P.C: Yeh, real well. One time, I'm going to tell you a story of something that happened to me on Saint James day. My father had many hogs there. He had them on alfalfa and I watched them and that day, well that night was going to be Saint James day. I thought of going, you know, on horse back to Gardner. Well I decided to pull a cart, that cart is still there at my house, to haul the alfalfa to the hogs. I put enough in the trough so they would have enough for the 2 days. And then a swarm of bees came to the alfalfa and stopped close to where I was standing. I picked up a rock and threw it at them and they came after me. God! Oh-oh-oh did they sting me. Listen, if I hadn't gone into the alfalfa, you know by the 25th of July it is pretty high. I went in low and there I was able to get rid of them. But they left my face a mess. Well because of the pain, I couldn't you know, celebrate, and later my dad would say what a good thing happened, you are so quiet now. I couldn't go so I missed both Saint James and Saint Anne celebrations. Well my eyes were so swollen I couldn't open them. And if I hadn't bothered them I don't imagine anything would have happened to me. But what….and I was a good marksman with the rocks, you know. Right where the ball was, there went the rock.

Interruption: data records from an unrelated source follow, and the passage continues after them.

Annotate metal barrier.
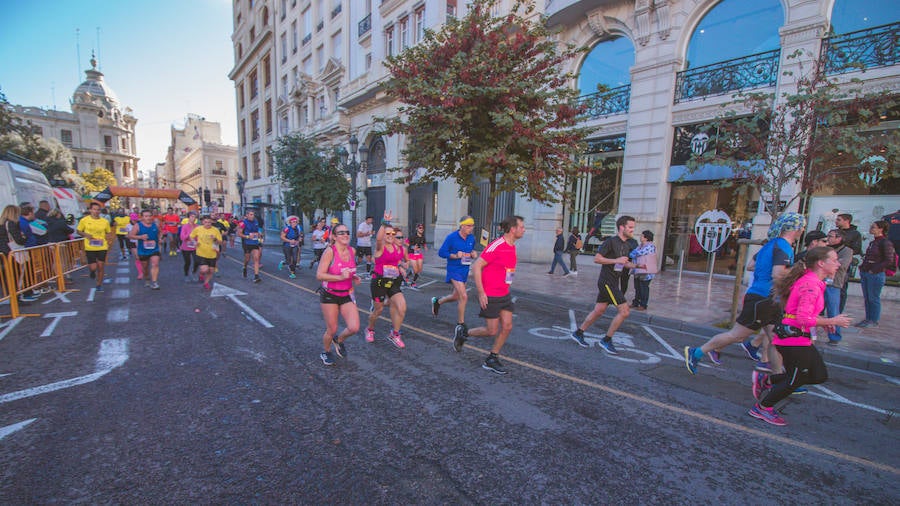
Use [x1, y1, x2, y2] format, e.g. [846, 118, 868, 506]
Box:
[0, 239, 87, 318]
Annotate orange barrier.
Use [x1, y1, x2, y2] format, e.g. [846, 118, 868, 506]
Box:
[0, 239, 86, 318]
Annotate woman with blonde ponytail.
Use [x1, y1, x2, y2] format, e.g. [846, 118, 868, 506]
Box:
[750, 246, 850, 425]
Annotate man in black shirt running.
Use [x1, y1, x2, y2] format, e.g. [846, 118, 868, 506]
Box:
[572, 215, 644, 355]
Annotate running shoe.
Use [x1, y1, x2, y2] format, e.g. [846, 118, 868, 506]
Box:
[388, 331, 406, 350]
[570, 329, 589, 348]
[600, 337, 619, 355]
[741, 339, 759, 362]
[453, 325, 467, 353]
[431, 297, 441, 316]
[754, 360, 775, 374]
[481, 353, 506, 374]
[749, 404, 787, 427]
[750, 371, 769, 400]
[333, 339, 347, 358]
[684, 346, 700, 374]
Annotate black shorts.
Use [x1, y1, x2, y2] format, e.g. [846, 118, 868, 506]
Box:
[196, 255, 219, 268]
[597, 281, 628, 306]
[369, 276, 403, 302]
[319, 288, 353, 306]
[84, 249, 108, 264]
[735, 293, 784, 330]
[478, 295, 516, 320]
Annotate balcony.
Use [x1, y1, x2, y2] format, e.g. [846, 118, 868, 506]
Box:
[822, 22, 900, 75]
[578, 84, 631, 119]
[675, 49, 781, 104]
[359, 13, 372, 37]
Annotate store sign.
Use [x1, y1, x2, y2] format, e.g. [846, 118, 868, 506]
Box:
[694, 209, 732, 253]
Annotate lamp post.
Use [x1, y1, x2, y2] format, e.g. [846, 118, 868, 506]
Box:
[339, 134, 369, 237]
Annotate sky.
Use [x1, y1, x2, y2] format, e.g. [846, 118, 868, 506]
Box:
[0, 0, 237, 173]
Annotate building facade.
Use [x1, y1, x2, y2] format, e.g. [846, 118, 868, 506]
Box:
[231, 0, 900, 266]
[13, 58, 139, 186]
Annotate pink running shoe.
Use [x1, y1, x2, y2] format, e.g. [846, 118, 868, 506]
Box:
[388, 331, 406, 350]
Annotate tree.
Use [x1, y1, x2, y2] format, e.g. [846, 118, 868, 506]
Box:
[82, 167, 122, 209]
[270, 133, 352, 218]
[0, 91, 75, 179]
[383, 0, 593, 229]
[687, 51, 900, 219]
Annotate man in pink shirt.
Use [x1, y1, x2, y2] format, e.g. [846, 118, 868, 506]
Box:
[469, 216, 525, 374]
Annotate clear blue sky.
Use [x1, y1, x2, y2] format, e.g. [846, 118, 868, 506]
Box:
[0, 0, 237, 176]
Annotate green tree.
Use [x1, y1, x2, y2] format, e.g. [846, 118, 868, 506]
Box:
[269, 133, 352, 218]
[687, 51, 900, 219]
[383, 0, 592, 229]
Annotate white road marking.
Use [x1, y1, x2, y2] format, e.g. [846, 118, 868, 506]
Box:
[41, 311, 78, 337]
[106, 307, 128, 323]
[0, 418, 37, 439]
[0, 339, 128, 404]
[41, 290, 71, 304]
[209, 283, 274, 329]
[0, 316, 25, 341]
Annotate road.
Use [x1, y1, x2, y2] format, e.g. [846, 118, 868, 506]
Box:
[0, 245, 900, 504]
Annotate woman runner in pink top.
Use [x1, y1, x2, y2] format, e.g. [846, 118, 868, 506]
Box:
[366, 211, 408, 348]
[316, 224, 361, 365]
[750, 246, 850, 425]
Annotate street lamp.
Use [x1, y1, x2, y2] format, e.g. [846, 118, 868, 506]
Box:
[338, 134, 369, 234]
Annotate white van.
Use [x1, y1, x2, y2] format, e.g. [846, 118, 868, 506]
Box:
[0, 153, 56, 209]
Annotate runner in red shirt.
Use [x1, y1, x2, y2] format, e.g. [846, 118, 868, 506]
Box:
[469, 216, 525, 374]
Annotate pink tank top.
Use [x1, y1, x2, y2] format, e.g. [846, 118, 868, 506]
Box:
[375, 244, 403, 278]
[322, 246, 356, 295]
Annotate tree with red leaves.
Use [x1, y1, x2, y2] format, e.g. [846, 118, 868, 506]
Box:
[384, 0, 593, 231]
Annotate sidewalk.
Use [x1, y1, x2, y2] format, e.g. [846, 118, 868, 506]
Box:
[414, 248, 900, 377]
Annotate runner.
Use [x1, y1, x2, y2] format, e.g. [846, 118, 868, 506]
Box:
[749, 246, 850, 426]
[238, 209, 264, 283]
[113, 208, 131, 260]
[364, 211, 407, 349]
[314, 220, 361, 365]
[187, 216, 224, 290]
[468, 212, 525, 374]
[162, 207, 181, 257]
[431, 216, 478, 353]
[572, 215, 645, 355]
[178, 211, 198, 283]
[128, 209, 160, 290]
[78, 202, 112, 292]
[406, 223, 428, 288]
[684, 212, 806, 374]
[356, 216, 375, 274]
[278, 216, 303, 279]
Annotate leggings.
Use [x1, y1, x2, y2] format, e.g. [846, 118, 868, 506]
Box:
[181, 250, 197, 276]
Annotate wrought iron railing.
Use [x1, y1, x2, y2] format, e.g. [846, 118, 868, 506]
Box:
[359, 13, 372, 37]
[578, 84, 631, 119]
[675, 49, 781, 104]
[822, 22, 900, 74]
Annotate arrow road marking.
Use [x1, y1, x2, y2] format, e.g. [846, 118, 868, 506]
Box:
[209, 283, 274, 329]
[0, 339, 128, 404]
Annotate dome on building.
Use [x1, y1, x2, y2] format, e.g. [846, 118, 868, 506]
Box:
[72, 58, 119, 107]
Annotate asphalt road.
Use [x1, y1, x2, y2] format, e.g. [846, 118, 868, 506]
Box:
[0, 245, 900, 504]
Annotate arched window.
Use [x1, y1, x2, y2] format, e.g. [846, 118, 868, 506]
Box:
[578, 37, 634, 95]
[685, 0, 780, 68]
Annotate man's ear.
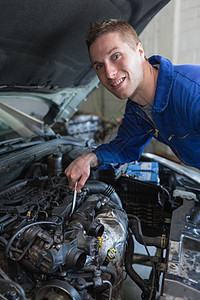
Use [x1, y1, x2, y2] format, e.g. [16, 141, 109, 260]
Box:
[137, 43, 144, 57]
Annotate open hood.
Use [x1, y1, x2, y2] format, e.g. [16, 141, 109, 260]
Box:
[0, 0, 169, 130]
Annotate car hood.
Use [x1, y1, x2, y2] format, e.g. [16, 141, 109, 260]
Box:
[0, 0, 169, 131]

G.C: What did they do there in Gardner?

P.C: Well they had diversions, horse races and horsemanship with the calves. One time my brother-in-law, Pedro Jose, and I had a rodeo.

G.C: You organized it?

P.C: Yeh. I enjoyed riding horses.

G.C: Did you do it often?

P.C: Yeh. I did it very often. I broke horses for many people too. For Mr. Quino Montez.

G.C: What kind of laws did they have?

P.C: Laws?

G.C: Law yes.

P.C: Well I believe that….you mean the law?

G.C: Yes. In the days when you were very young.

P.C: Well there were, you know, when I was small we had the sheriff.

G.C: In the days of the celebrations….?

P.C: Oh the days of celebration. Yeh, well….

G.C: Oh no. I asked you about the law.

P.C: About the law yeh. Well there were always deputies, you know that watched at the dances but the people always fought whether they were there or not.

G.C: Who did you say was the first court official?

P.C: The first court official in this county was in Badito. My father mentioned him, but, by God I can't remember his name. There was a jail there.

G.C: Do you remember or….?

P.C: Oh no. I don't remember. My father….it was their conversation.

G.C: What kind of meals did the people have?

P.C: Good, well I'll tell you in those days they ate more healthful than we have today. All the food was….They killed their own meat, made their own lard and that's how they reaped their food. They made their flour. I remember my father came to have his flour ground here in La Veta. He brought the wheat to have it ground and they had flour from one year to the next. Lard in the same manner. In those days there weren't any refrigerators, but they processed the meat you know, they dried it.

G.C: Did they grow a lot of grain?

P.C: Oh yeh they harvested a lot of grain.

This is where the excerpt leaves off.